The lesson from this episode is not about cricket, or the Indian side, or the Pakistani team, in separation. It's a warning that the concept of ping pong diplomacy is over, for the time being. The same sport that was used to foster connections between the nations 20 years ago is now being utilized to inflame tensions between them by people who know exactly what they're doing, and huge fanbases who are active supporters.

Polarisation is affecting every aspect of society and as the most prominent of the international cultural influences, athletics is constantly vulnerable: it's a type of leisure that literally invites you to choose a team. Plenty who consider India's actions towards Pakistan belligerent will nonetheless champion a Ukrainian tennis player's entitlement to refuse to greet a Russian opponent across the net.

If you're still kidding yourself that the athletic field is a magical safe space that unites countries, go back and watch the golf tournament highlights. The behavior of the Bethpage spectators was the "perfect tribute" of a golf-loving president who openly incites animosity against his opponents.
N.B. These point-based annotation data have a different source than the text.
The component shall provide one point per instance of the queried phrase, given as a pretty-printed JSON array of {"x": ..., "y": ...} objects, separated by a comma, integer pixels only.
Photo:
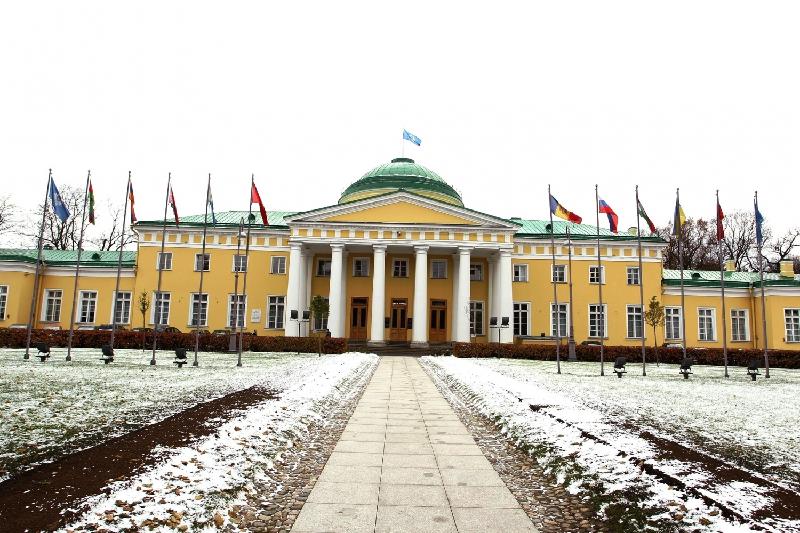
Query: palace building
[{"x": 399, "y": 258}]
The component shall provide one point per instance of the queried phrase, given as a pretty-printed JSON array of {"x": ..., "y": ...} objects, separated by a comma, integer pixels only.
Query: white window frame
[
  {"x": 604, "y": 319},
  {"x": 276, "y": 321},
  {"x": 677, "y": 312},
  {"x": 566, "y": 318},
  {"x": 114, "y": 298},
  {"x": 281, "y": 264},
  {"x": 443, "y": 264},
  {"x": 167, "y": 261},
  {"x": 363, "y": 273},
  {"x": 204, "y": 315},
  {"x": 745, "y": 316},
  {"x": 712, "y": 312},
  {"x": 522, "y": 274},
  {"x": 791, "y": 317},
  {"x": 518, "y": 309},
  {"x": 631, "y": 309}
]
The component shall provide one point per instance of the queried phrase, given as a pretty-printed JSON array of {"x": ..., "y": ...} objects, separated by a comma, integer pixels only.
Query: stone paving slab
[{"x": 406, "y": 463}]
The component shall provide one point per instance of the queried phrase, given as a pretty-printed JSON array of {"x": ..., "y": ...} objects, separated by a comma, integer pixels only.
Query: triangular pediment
[{"x": 401, "y": 208}]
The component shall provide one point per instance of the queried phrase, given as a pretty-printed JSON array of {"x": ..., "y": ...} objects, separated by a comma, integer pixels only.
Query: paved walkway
[{"x": 404, "y": 463}]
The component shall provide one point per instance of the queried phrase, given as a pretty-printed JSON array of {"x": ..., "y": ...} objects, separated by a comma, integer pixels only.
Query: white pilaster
[
  {"x": 378, "y": 303},
  {"x": 335, "y": 296},
  {"x": 419, "y": 330},
  {"x": 462, "y": 303}
]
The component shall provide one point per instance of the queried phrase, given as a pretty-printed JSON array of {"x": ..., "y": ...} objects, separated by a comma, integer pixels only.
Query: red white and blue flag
[{"x": 613, "y": 219}]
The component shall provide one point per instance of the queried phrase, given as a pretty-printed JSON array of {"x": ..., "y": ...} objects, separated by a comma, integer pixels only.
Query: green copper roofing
[
  {"x": 225, "y": 218},
  {"x": 710, "y": 278},
  {"x": 401, "y": 173},
  {"x": 89, "y": 258}
]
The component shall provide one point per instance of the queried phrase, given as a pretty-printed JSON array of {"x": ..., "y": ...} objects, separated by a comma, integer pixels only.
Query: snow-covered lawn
[
  {"x": 49, "y": 409},
  {"x": 581, "y": 422}
]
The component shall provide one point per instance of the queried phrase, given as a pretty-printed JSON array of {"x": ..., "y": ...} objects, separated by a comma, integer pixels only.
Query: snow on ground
[
  {"x": 194, "y": 488},
  {"x": 743, "y": 423},
  {"x": 49, "y": 409}
]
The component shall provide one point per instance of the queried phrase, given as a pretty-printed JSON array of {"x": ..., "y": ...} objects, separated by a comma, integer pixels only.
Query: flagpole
[
  {"x": 34, "y": 296},
  {"x": 77, "y": 269},
  {"x": 158, "y": 305},
  {"x": 600, "y": 283},
  {"x": 557, "y": 316},
  {"x": 722, "y": 286},
  {"x": 246, "y": 268},
  {"x": 679, "y": 234},
  {"x": 763, "y": 298},
  {"x": 119, "y": 267},
  {"x": 641, "y": 281}
]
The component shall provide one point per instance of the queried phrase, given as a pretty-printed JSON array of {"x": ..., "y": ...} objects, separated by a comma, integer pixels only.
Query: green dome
[{"x": 401, "y": 174}]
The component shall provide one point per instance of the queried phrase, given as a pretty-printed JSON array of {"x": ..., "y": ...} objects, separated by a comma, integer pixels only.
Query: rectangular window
[
  {"x": 202, "y": 262},
  {"x": 400, "y": 268},
  {"x": 52, "y": 305},
  {"x": 476, "y": 318},
  {"x": 559, "y": 273},
  {"x": 558, "y": 315},
  {"x": 633, "y": 275},
  {"x": 476, "y": 272},
  {"x": 521, "y": 318},
  {"x": 275, "y": 311},
  {"x": 792, "y": 321},
  {"x": 740, "y": 330},
  {"x": 705, "y": 324},
  {"x": 597, "y": 274},
  {"x": 122, "y": 308},
  {"x": 277, "y": 264},
  {"x": 438, "y": 269},
  {"x": 597, "y": 320},
  {"x": 164, "y": 261},
  {"x": 635, "y": 321},
  {"x": 199, "y": 310},
  {"x": 361, "y": 267},
  {"x": 239, "y": 263},
  {"x": 161, "y": 303},
  {"x": 520, "y": 273},
  {"x": 324, "y": 268},
  {"x": 672, "y": 323}
]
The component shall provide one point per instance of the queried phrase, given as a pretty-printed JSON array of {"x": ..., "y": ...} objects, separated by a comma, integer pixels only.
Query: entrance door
[
  {"x": 358, "y": 319},
  {"x": 399, "y": 320},
  {"x": 438, "y": 326}
]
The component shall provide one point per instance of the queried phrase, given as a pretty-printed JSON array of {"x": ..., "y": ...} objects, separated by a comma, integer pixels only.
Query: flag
[
  {"x": 57, "y": 203},
  {"x": 172, "y": 204},
  {"x": 679, "y": 219},
  {"x": 613, "y": 219},
  {"x": 408, "y": 136},
  {"x": 91, "y": 203},
  {"x": 256, "y": 198},
  {"x": 759, "y": 221},
  {"x": 646, "y": 218},
  {"x": 558, "y": 210},
  {"x": 130, "y": 199}
]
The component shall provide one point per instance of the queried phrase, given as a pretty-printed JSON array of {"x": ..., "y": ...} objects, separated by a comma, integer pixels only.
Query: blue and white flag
[
  {"x": 408, "y": 136},
  {"x": 59, "y": 208}
]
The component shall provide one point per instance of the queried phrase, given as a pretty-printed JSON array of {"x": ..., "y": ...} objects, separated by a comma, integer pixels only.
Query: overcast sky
[{"x": 309, "y": 96}]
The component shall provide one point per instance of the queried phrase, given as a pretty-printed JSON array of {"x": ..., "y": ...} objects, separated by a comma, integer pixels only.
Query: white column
[
  {"x": 462, "y": 303},
  {"x": 419, "y": 330},
  {"x": 506, "y": 297},
  {"x": 335, "y": 296},
  {"x": 293, "y": 288},
  {"x": 378, "y": 303}
]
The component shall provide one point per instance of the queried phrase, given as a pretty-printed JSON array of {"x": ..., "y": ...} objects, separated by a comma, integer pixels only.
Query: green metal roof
[
  {"x": 89, "y": 258},
  {"x": 225, "y": 218},
  {"x": 710, "y": 278},
  {"x": 400, "y": 173}
]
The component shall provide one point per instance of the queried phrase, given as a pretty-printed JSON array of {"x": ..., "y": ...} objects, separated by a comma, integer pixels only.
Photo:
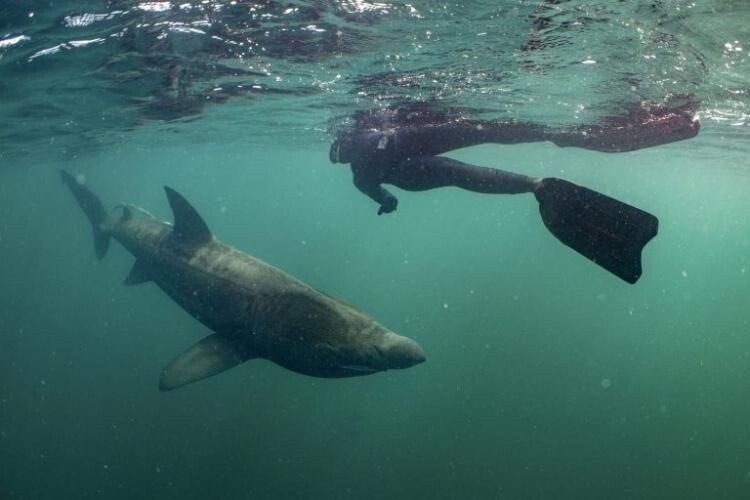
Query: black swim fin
[{"x": 605, "y": 230}]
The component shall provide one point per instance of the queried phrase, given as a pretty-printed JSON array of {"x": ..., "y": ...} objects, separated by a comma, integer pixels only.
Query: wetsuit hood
[{"x": 341, "y": 150}]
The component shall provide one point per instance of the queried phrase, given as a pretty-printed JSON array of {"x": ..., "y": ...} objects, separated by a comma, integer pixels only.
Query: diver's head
[{"x": 341, "y": 149}]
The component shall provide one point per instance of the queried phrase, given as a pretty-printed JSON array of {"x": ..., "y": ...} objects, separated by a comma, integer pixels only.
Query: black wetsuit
[{"x": 392, "y": 147}]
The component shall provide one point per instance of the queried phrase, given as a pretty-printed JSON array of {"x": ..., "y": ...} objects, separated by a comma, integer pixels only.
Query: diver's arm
[{"x": 374, "y": 190}]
We observed not just the erosion of the typical sporting principles of fairness and shared courtesy, but the speed at which this might be normalized and nodded through when sportspeople themselves – like US captain Keegan Bradley – refuse to recognise and penalize it.

A handshake is meant to signify that, at the end of any contest, no matter how intense or heated, the participants are putting off their pretend enmity and recognizing their common humanity. Should the rivalry is genuine – if it requires its players emerge in outspoken endorsement of their respective militaries – then what is the purpose with the arena of sports at all? It would be equivalent to don the fatigues now.

Nicholas Kline
Nicholas Kline

Tech enthusiast and smart home expert with a passion for reviewing cutting-edge gadgets and simplifying IoT for everyday users.